Mit ihrem Verdikt, die Urteilspraxis ihrer 'Kollegen' von der Wehrmachtsjustiz als grundsätzlich unrechtmäßig zu bewerten, befreiten die obersten Sozialrichter deren Opfer beziehungsweise die Hinterbliebenen der Opfer von der Pflicht, im Einzelfall zu belegen, dass das Kriegsgerichtsurteil Unrecht war. Das Bundesarbeitsministerium unter Norbert Blüm schloss sich dem nun an, entgegen der zuvor im Prozess vertretenen Position. Am 11. September 1991 lag der Kriegsbeginn in Europa gut 52 Jahre zurück. Viele Menschen werden nicht in den Genuss der neuen Rechtslage gekommen sein.

Nachspiel in der "Neuen Juristischen Wochenschrift"

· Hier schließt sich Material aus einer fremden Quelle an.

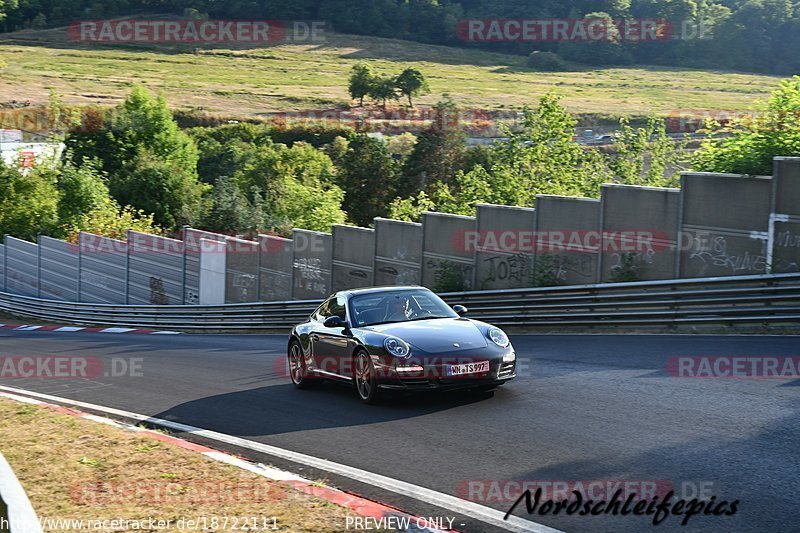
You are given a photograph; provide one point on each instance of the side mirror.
(334, 322)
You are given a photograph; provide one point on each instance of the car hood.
(436, 335)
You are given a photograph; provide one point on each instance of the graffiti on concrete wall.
(717, 253)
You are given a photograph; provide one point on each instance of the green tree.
(368, 178)
(361, 82)
(751, 143)
(151, 163)
(83, 188)
(440, 151)
(230, 211)
(383, 89)
(540, 157)
(411, 82)
(28, 202)
(163, 188)
(108, 219)
(646, 156)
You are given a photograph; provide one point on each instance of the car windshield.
(397, 306)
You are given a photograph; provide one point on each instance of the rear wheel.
(297, 366)
(364, 377)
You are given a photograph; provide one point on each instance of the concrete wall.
(241, 271)
(504, 246)
(103, 269)
(353, 257)
(724, 224)
(191, 239)
(212, 275)
(311, 264)
(22, 267)
(715, 225)
(567, 240)
(447, 262)
(398, 252)
(784, 252)
(58, 269)
(640, 229)
(275, 270)
(155, 270)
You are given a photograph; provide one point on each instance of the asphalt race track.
(584, 408)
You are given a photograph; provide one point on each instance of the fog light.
(413, 368)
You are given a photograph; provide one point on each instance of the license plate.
(468, 368)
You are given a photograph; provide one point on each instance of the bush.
(546, 61)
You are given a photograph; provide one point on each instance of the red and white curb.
(361, 506)
(72, 329)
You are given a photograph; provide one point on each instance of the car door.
(333, 343)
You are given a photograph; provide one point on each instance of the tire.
(297, 366)
(364, 378)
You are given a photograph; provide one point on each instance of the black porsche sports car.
(402, 338)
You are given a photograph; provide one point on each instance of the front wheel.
(364, 378)
(297, 366)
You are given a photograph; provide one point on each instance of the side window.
(322, 312)
(337, 307)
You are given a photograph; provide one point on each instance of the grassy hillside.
(291, 77)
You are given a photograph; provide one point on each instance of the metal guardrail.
(764, 299)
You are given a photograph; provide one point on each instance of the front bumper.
(433, 376)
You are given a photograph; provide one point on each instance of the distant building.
(18, 153)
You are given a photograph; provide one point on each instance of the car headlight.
(499, 337)
(397, 347)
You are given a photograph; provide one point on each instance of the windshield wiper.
(426, 318)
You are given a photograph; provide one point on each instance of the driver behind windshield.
(397, 309)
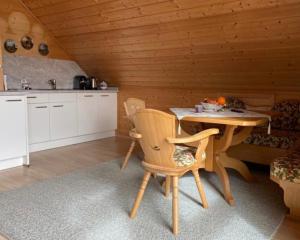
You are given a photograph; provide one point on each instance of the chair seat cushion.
(277, 139)
(287, 168)
(184, 156)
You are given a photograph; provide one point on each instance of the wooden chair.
(156, 132)
(131, 106)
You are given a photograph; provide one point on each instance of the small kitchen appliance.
(81, 82)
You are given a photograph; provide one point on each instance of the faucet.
(52, 82)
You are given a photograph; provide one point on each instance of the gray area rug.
(94, 203)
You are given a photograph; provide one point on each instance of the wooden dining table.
(217, 159)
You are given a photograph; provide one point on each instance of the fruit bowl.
(211, 107)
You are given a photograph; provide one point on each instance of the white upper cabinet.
(63, 120)
(38, 123)
(13, 127)
(107, 112)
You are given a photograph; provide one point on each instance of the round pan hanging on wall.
(43, 49)
(27, 42)
(10, 46)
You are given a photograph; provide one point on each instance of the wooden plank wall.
(174, 47)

Aufsätze und Urteilsbesprechungen in der NJW, einer der führenden Zeitschriften der deutschen Juristen, zeichnen sich regelmäßig durch Nüchternheit, Sachlichkeit und den Kammerton der Kollegialität aus. Der Tonfall trifft eher die Stimmlage der Kirchenzeitung als jene der "Titanic". In ganz ungewohnter Heftigkeit kreuzten nun aber zwei Anmerkungen zum BSG-Urteil vom 11. September 1991 in der sonst so braven Wochenschrift die Klingen.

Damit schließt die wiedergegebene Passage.